Do you need exact k-NN, or would you be satisfied with approximate k-NN? We are releasing HNSW in a few days, and since the index resides in memory, its performance level is much faster than MTree.

I have been using HNSW with another DB and I think it's doing a great job. I haven't done any real testing against different indexes, so I don't have a point of reference. At this point, I'd be happy with anything that unblocks me from testing SurrealDB. I think it's a next generation Graph and has huge potential, I'm excited to see if it's a good fit for our product.

Emmanuel Keller · Answer 9 · Mon Apr 29 2024 20:47:10 GMT+0800 (China Standard Time)

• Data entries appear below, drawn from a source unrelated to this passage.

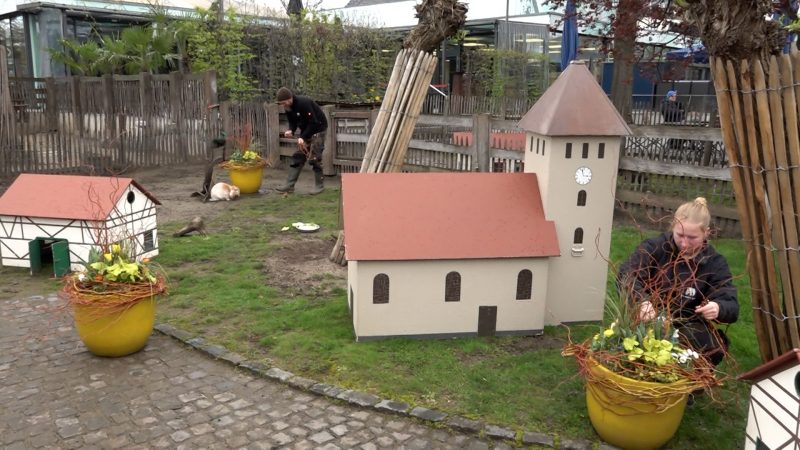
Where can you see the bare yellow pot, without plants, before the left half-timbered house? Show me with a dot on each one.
(117, 333)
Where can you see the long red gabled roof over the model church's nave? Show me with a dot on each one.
(433, 216)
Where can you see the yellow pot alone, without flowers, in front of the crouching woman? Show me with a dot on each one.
(632, 414)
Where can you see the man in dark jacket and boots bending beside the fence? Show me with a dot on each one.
(306, 114)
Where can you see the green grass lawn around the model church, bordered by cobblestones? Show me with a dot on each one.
(221, 290)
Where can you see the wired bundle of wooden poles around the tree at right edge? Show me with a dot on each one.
(759, 120)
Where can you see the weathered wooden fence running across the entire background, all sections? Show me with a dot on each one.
(97, 125)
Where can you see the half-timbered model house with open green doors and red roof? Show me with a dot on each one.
(59, 218)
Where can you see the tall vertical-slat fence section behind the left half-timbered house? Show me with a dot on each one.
(110, 123)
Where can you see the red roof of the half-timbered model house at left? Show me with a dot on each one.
(65, 196)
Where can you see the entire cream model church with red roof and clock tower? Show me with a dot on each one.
(438, 255)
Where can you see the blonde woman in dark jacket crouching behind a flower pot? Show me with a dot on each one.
(679, 273)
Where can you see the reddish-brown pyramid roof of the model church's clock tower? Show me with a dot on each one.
(574, 105)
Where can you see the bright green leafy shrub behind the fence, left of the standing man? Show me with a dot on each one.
(209, 46)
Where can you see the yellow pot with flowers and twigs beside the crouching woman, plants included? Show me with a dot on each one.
(638, 376)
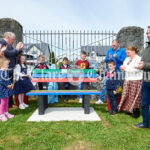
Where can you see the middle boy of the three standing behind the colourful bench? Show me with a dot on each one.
(66, 84)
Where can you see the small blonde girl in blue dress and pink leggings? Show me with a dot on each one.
(6, 90)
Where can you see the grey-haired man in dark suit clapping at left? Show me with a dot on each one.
(11, 53)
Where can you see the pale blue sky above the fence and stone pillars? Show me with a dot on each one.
(77, 14)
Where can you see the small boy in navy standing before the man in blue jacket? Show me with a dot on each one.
(112, 85)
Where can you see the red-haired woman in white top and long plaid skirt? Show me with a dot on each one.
(131, 95)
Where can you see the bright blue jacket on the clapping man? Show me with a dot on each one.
(121, 55)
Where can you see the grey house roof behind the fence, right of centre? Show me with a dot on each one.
(100, 50)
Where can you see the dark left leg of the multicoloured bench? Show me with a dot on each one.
(41, 105)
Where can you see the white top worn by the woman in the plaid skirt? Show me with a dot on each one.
(131, 73)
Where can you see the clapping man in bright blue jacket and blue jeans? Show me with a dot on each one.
(118, 55)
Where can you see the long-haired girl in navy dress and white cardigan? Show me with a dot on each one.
(23, 83)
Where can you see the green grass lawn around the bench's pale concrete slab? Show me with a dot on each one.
(112, 133)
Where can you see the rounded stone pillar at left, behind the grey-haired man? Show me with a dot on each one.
(8, 24)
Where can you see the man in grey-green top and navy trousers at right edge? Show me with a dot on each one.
(145, 66)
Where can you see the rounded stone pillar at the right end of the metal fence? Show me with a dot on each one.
(131, 36)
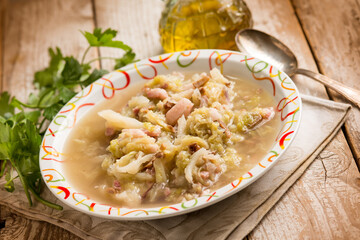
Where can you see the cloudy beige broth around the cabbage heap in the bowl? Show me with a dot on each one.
(86, 145)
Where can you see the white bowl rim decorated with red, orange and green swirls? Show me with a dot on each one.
(288, 110)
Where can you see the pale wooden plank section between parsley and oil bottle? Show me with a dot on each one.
(137, 22)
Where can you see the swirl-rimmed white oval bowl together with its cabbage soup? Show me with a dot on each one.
(170, 134)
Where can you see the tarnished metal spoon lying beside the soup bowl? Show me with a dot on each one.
(268, 48)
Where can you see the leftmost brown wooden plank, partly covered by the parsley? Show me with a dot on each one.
(29, 28)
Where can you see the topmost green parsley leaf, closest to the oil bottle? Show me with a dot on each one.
(104, 39)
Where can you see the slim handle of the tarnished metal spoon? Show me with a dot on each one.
(351, 94)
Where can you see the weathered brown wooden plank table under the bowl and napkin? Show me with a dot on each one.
(325, 35)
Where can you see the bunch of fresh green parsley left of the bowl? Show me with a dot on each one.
(22, 125)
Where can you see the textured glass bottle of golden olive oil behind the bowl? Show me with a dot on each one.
(202, 24)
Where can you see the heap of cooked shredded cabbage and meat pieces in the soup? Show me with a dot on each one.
(166, 153)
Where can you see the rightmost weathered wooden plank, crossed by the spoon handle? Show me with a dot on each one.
(335, 40)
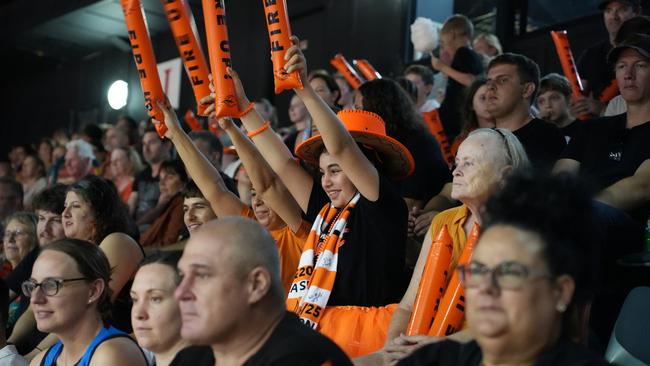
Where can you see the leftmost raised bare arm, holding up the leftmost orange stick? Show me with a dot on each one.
(204, 174)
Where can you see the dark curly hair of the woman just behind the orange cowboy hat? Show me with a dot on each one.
(391, 102)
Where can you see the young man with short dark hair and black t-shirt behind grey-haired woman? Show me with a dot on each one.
(513, 81)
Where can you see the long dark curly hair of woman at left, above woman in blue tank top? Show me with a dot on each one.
(111, 213)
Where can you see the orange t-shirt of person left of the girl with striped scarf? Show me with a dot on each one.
(290, 246)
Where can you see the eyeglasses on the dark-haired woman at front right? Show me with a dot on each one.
(506, 275)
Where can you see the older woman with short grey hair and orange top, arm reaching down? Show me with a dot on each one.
(487, 156)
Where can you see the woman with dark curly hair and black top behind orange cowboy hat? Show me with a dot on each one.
(391, 102)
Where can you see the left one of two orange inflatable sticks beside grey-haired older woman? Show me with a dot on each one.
(432, 284)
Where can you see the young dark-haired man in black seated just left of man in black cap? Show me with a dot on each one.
(553, 102)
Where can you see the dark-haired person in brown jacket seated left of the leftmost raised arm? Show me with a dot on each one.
(167, 226)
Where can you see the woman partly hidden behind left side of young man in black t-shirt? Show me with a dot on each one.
(474, 112)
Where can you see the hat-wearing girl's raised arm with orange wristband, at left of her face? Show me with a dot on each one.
(272, 148)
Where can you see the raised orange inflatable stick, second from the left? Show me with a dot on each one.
(178, 16)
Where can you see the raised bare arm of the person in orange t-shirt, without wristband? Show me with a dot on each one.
(265, 181)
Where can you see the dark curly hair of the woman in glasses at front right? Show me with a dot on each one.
(559, 209)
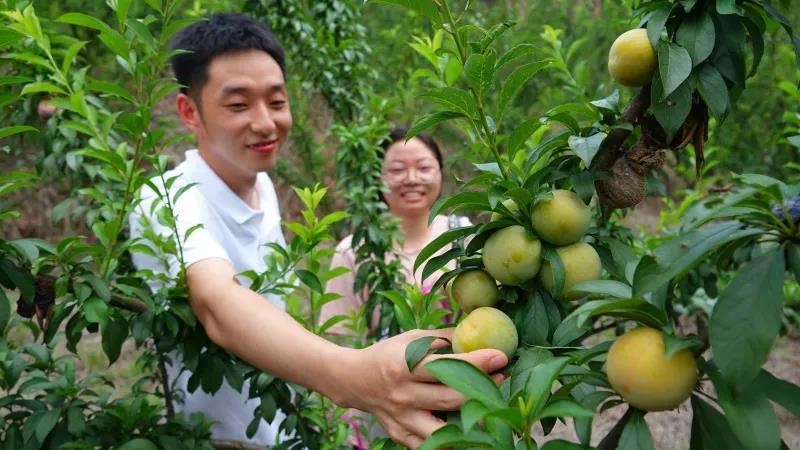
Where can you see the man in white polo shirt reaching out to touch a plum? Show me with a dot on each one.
(235, 103)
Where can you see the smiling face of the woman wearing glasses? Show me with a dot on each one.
(414, 177)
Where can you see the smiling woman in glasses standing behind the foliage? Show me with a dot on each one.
(412, 172)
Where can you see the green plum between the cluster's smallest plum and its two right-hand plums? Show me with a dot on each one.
(512, 255)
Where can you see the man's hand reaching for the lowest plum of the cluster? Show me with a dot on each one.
(403, 401)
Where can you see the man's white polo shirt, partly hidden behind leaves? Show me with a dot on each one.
(233, 231)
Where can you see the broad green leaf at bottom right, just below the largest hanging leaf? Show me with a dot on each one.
(749, 414)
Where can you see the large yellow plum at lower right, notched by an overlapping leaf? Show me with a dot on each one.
(639, 370)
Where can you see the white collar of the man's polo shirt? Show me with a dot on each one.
(218, 192)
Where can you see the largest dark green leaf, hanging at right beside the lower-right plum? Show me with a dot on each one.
(747, 318)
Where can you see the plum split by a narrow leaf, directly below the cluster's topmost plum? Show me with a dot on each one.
(581, 263)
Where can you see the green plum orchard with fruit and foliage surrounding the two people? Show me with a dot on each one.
(565, 123)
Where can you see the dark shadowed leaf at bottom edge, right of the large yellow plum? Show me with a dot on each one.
(709, 429)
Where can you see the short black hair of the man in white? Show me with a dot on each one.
(218, 35)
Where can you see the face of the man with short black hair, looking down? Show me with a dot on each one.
(243, 118)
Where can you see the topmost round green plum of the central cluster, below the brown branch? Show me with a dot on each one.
(561, 220)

This issue emphasises the fact that our current cache implementation works only on reads. On writes, the cache is flushed on every transaction. The index tree has to be partially reconstructed (and deserialized from the KV store) on each request.

I have opened a PR that implements this missing part. It mainly maintains the cache in memory between transactions. In my current tests (ANN Benchmark with 100K embeddings with a vector dimension of 100) I observe an improvement close to 3 in writing performances.Hopefully, this PR will be merged within one day or two, and you may try our nightly version.

#3954

At the same time, we are in the final process of merging HNSW. That should land on nightly too this week. This is probably better aligned with your goal. HNSW is much faster. On my MacBook Pro (M2 12 cores, 64GB) I have been able to index SIFT (vector dimension 128, 1 million embeddings) in 24 minutes.

2024-04-29T11:52:01.333605Z  INFO surreal::env: Running 1.5.0+20240426.e64648ef for macos on aarch64
2024-04-29T11:52:01.333685Z  WARN surreal::dbs: ❌🔒 IMPORTANT: Authentication is disabled. This is not recommended for production use. 🔒❌
2024-04-29T11:52:01.333757Z  INFO surrealdb_core::kvs::ds: Starting kvs store in memory
2024-04-29T11:52:01.333799Z  INFO surrealdb_core::kvs::ds: Started kvs store in memory
2024-04-29T11:52:01.334329Z  INFO surrealdb_core::kvs::ds: Credentials were provided, and no root users were found. The root user 'ann' will be created
2024-04-29T11:52:01.358205Z  INFO surrealdb::net: Started web server on 127.0.0.1:8000
Got a train set of size (1000000 * 128)
Got 10000 queries
Ingesting vectors...
1000000 vectors ingested
Index construction done
Built index in 1441.3516681194305

#3353

Both this improvement are going to be part of the next 1.5 release.